Dobrow will retire March 1.

McDevitt is not a commissioned law enforcement officer, but he has been involved in criminal justice reform efforts in Spokane. Since he’s never been an officer, he will have the title “law enforcement director,” Condon said.

McDevitt, who was traveling Friday, said he was honored to be chosen for the temporary job.

“It wasn’t something that I planned on,” he said.

In 2013, McDevitt served on the Spokane Regional Criminal Justice Commission, which made recommendations for improving the county’s criminal justice system. More recently, he served on the Condon-appointed committee to advise on the police chief search process and job description. That’s the group that made the recommendation about having a bachelor’s degree.

As U.S. attorney, McDevitt made the decision to move forward with prosecuting former Spokane police Officer Karl Thompson in the Otto Zehm case.

It’s not the first time McDevitt has worked with the mayor. He served on Condon’s transition team to advise on public safety in 2011. He also donated $200 to Condon’s campaign for mayor in 2011 and $125 to his re-election bid last year, public disclosure records show.

Condon said he expects McDevitt to lead the department for about four months. He said he chose a leader who is not a police officer so internal candidates could apply to become the permanent chief with a “clean slate,” and so the new chief isn’t coming in to replace someone who’s already in the role.

It’s a move that caught members of the department by surprise. Lt. Dave McCabe, president of the Spokane Police Lieutenants and Captains Association, said no one in the department was told about McDevitt being given the top job, though Dobrow’s retirement was announced in a departmentwide email at 11 a.m. Friday.

“It came as a surprise,” he said. “At the press conference we found out just like everyone else.”

McCabe said he has many questions about how someone who is not a police officer will lead the department. Among those are whether McDevitt will have the final say in disciplinary decisions involving officers.

“This is the first time in my career we’ve had a civilian lead the department,” McCabe said. “We’re not exactly sure how things are going to work.”

McCabe said he and other officers will do their best to move forward amid the changes.

“We recognize that it’s a short-term assignment,” he said. “We’re taking it in stride and we’ll continue doing the good work that we do and try to make the transition as seamless as possible.”

In addition to his work as a corporate and international law attorney before becoming U.S. attorney, McDevitt retired from the Air National Guard as a brigadier general after 30 years. That followed five years in the U.S. Air Force.
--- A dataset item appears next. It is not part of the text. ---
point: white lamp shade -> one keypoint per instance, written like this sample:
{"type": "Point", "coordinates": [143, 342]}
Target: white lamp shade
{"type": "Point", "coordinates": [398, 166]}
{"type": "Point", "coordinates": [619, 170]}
He was a weapons systems officer and navigator during his career.

One of the things he insists on from his staff is honesty, McDevitt said. “I have my own style,” he said.

“I have a tremendous amount of respect for the police force,” he said. “I’d like to basically help keep the ship stable and move it forward.”

McDevitt said he has some ideas that may help form connections between the police force and the community. He acknowledged that ongoing turmoil makes this a difficult time to take over.

“I guess it just makes it a bigger challenge,” he said. “We need to put a lot of stuff behind us. We need to stress a lot of the positive things that go on every day.”

He took the job because he wants to help, McDevitt said.

“I love the community,” he said. “I’ve devoted a lot of my time to public service and public safety.”

City Council President Ben Stuckart said he was informed by Condon on Thursday about the change in leadership. Stuckart, who serves on the Spokane International Airport board, said he has a good working relationship with McDevitt, who has served as the airport’s attorney.

Stuckart said he would have preferred Dobrow to stick around until the permanent selection is made.

“I hope this will allow for four months of stability while we look for a permanent chief,” Stuckart said.

Dobrow said he’s looking forward to spending time with his family and finishing personal projects he’s neglected while working a demanding job for 34 years.

“I have been doing this job for a long time. I’m tired,” he said Friday. “This job has a tendency to age us in dog years.”